After the draining wins in the quarter- and semi-finals, De Klerk said the Boks have been focusing on taking it easy away from the training pitch in Paris.
“There has been a lot of sleep – going to bed late and waking up late, and then having a nap. We have been playing 9pm games every weekend, so the boys have their routine down. It’s a normal week for us in terms of that.
“We have done our homework on New Zealand. We know them very well by now, and I think one great thing about this team is it has a lot of experience and guys that have gone through this situation before.”
It is no ordinary final, because it is the Boks against foes they have been at loggerheads with since the dawn of the game.
“It means a lot because of the history we have with the All Blacks. In more modern times, we think about the great match in 1995,” De Klerk said about the Ellis Park final.
“Getting to play them in the final again brings back a lot of memories for a lot of people back home. A lot of us were a bit too young to watch that game, but that’s where the (modern) rivalry started.
“And looking at the players they have in their side, guys that we’ve been looking up to since we were at school, playing their final games now … there’s a lot that’s special about this game.
“To say you dreamed about this is probably wrong, because I don’t think you dream that far. If it’s my last game, I want to remember it for putting everything on the line.”
De Klerk, who has 54 Test caps to his name and turned 32 just last week, said that some of the 1995 Bok heroes had wished them well.
“We have had messages from some and quite a few have watched training sessions, so we’re feeling the support from them. We know how proud they made the country and how proud they are of us.”
Much has been made of the Bok bench, with just one backline replacement in Willie le Roux, but De Klerk is not fussed about what might happen if there are any injuries at the Stade de France.
“We’ve played like this before, and I’ve played a lot of 80-minute games in my life. If you’re going to pace yourself, you’re going to lose this game,” the blond-haired No 9 said.

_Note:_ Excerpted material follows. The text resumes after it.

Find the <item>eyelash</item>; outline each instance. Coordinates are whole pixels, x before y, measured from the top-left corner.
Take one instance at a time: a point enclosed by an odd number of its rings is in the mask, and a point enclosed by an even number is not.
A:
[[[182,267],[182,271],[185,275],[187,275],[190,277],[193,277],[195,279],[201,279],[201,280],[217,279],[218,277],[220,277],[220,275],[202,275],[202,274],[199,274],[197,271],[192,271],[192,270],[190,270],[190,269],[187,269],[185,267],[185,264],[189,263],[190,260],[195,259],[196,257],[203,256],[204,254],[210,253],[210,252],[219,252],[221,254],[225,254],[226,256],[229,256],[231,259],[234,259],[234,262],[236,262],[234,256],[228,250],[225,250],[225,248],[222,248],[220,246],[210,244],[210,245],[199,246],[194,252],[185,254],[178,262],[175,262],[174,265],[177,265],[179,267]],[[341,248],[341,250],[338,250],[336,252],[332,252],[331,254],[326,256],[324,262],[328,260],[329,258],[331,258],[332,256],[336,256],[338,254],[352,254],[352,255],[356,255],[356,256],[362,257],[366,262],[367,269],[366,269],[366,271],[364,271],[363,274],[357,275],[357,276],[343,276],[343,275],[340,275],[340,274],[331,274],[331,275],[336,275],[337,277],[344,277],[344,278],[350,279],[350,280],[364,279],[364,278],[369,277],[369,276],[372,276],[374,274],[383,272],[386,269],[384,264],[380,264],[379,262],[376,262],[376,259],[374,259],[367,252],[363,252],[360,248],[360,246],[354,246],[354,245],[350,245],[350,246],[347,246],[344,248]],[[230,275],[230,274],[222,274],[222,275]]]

“Luckily, we’ve got Kwagga (Smith) covering nine as well, as he doesn’t get tired, so that’s fine.
“Cheslin’s also been training there, so we’ve got back-up. But hopefully I can be there at the end when we win. I just have to make sure I’m recovered well for the game.”
De Klerk said the way the All Blacks have turned their season around after losing several matches has been phenomenal.
“The way they have bounced back shows a team that is close together and is full of belief. They had a lot of scrutiny after those games, but they’ve turned it around and are playing unbelievable rugby,” he said.
“It’s good to see a side that can internally sort things out. They are playing with a lot more confidence.
“They have such great players and leaders, and I think (opposite number) Aaron Smith is one of the best guys for that.
“He’s the gel, on and off the field, sharing his experiences and getting through tough times in his career.
“He’s been a great player for New Zealand, and one of the guys I’ve definitely looked up to. Hopefully I can get one over on him for this game.”